What is Amazon Redshift?
AWS's columnar MPP data warehouse — a provisioned-cluster design forked from PostgreSQL, now with RA3 managed storage and a serverless option.
Amazon Redshift is AWS's columnar, massively parallel processing (MPP) data warehouse1. It launched in 2012 as a provisioned-cluster service — a leader node coordinating one or more compute nodes — built on code forked from PostgreSQL and the ParAccel analytic engine. That heritage is why it speaks a familiar SQL dialect but behaves nothing like a transactional database underneath. It was the first managed cloud warehouse most teams ever touched, and a lot of its design reflects an era before storage and compute were routinely pulled apart.
🔗 Learn more — 1 What is a data warehouse?
MPP, columnar, and the keys you tune
Two ideas do the heavy lifting. First, columnar storage: Redshift stores each column separately, so an aggregation that reads three columns out of fifty only scans those three, and similar values compress well. This is standard OLAP2 warehouse behavior. Second, MPP: a query is split across the compute nodes, each node working on its slice of the data in parallel, and the leader node assembles the result.
🔗 Learn more — 2 OLTP vs OLAP: two opposite jobs
The part that defines the older Redshift experience is that you decide how data lands on those nodes. Each table has a distribution key, which controls which node a row goes to. Pick it well and a join happens locally on each node; pick it badly and the engine shuffles huge amounts of data across the network to line rows up. Each table also has a sort key, which orders rows on disk so the engine can skip blocks that can't match a filter. Choosing distribution and sort keys — and watching for skew, where one node holds far more data than the others — is real, ongoing operational work. This is exactly the layer that Snowflake and BigQuery3 abstract away: on those platforms you generally don't hand-tune physical layout at all. Redshift can be faster and cheaper when tuned, and frustrating when not.
🔗 Learn more — 3 What is BigQuery?
RA3 and Redshift Spectrum
The original node types coupled storage and compute: more data meant more nodes, even if you didn't need the extra CPU. RA3 nodes broke that coupling. With RA3 and managed storage, hot data sits on local SSD while the full dataset lives in S3, and you size the cluster for compute, scaling storage independently. This closed one of the most-cited gaps against newer competitors, where separating storage from compute was the headline feature from day one.

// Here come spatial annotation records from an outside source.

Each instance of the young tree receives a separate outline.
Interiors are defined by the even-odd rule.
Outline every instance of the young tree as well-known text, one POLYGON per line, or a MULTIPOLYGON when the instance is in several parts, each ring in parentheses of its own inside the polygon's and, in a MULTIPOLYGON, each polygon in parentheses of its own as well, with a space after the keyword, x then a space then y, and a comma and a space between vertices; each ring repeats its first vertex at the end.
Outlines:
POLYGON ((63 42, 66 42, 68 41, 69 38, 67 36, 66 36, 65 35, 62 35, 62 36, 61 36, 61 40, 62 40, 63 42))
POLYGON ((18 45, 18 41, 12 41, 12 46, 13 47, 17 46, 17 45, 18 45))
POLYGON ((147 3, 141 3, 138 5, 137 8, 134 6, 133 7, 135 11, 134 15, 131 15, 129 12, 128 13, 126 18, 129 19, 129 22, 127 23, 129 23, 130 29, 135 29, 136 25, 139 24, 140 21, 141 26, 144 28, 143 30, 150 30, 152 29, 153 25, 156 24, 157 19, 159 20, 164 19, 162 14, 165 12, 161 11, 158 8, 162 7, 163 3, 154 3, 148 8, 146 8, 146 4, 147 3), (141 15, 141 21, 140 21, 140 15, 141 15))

Redshift Spectrum is the other reach outside the cluster. It lets a Redshift query read data sitting in S3 directly — Parquet4, ORC, and similar open formats — without first loading it into the warehouse. You join external S3 tables against tables inside the cluster in a single query. It is AWS's answer to querying a data lake5 in place, and it leans on Spectrum compute that's billed separately by the amount of S3 data scanned.

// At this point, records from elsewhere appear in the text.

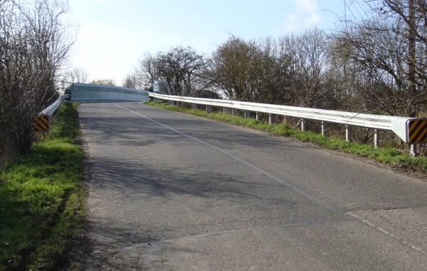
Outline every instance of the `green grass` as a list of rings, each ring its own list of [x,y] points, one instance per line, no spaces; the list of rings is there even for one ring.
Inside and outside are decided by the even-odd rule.
[[[372,145],[347,142],[344,139],[323,136],[321,134],[301,131],[288,125],[269,124],[254,118],[244,118],[240,116],[233,116],[218,112],[207,113],[206,111],[186,109],[174,106],[169,106],[159,101],[149,101],[149,105],[160,107],[175,111],[179,111],[205,118],[226,121],[239,126],[267,131],[273,134],[297,138],[302,141],[311,142],[322,147],[352,153],[357,155],[372,158],[375,160],[391,165],[402,170],[409,170],[427,175],[427,158],[413,158],[408,154],[390,147],[374,147]]]
[[[86,220],[77,104],[65,103],[31,152],[0,170],[0,270],[68,268]]]

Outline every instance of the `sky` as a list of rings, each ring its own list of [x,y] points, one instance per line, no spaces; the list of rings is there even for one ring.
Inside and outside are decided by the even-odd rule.
[[[70,65],[121,86],[144,53],[178,46],[209,55],[231,35],[279,38],[334,29],[343,0],[68,0]]]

🔗 Learn more — 4 How Parquet works: columnar storage explained
🔗 Learn more — 5 What is a data lake?
%% color = green: managed storage layer that decoupled storage from compute
flowchart TD
SQL["SQL client"] --> LEADER["Leader node: plans + coordinates"]
LEADER --> C1["Compute node 1"]
LEADER --> C2["Compute node 2"]
C1 --> RMS["RA3 managed storage (S3-backed)"]
C2 --> RMS
LEADER --> SPEC["Redshift Spectrum → query S3 directly"]
classDef grey stroke:#7b88a1,stroke-width:2.5px
classDef green stroke:#a3be8c,stroke-width:2.5px
class RMS green
class SQL,LEADER,C1,C2,SPEC grey
Serverless, and the honest comparison
Redshift Serverless arrived later and removes the cluster from the user's view entirely: no nodes to provision, capacity measured in RPUs that scale with demand, and you pay for what you use. It's the clearest sign of Redshift catching up to the on-demand, no-cluster-management model that Snowflake and BigQuery shipped earlier. For new projects it's the friendlier entry point, and it sidesteps a lot of the node-sizing question — though the same distribution and sort key concepts still matter for performance under the hood.
The fair read: Redshift is the older cloud warehouse, and it shows. For years it felt dated next to Snowflake and BigQuery — node and key tuning was operational overhead those platforms simply didn't impose, and storage stayed bolted to compute long after rivals split them. RA3 and serverless closed real gaps, and a well-tuned Redshift cluster is a genuinely strong MPP engine. But it carries AWS lock-in: it's deeply wired into S3, IAM, and the rest of the AWS data stack, and that gravity is the point. If you're already all-in on AWS, Redshift is a sensible, mature choice. If you're not, the abstraction-first competitors are usually the easier place to start.
The short version: Amazon Redshift is a columnar MPP warehouse with PostgreSQL roots, where classic clusters reward physical tuning that newer platforms hide — modernized by RA3's managed storage, Spectrum's S3 querying, and a serverless option, all firmly inside the AWS ecosystem.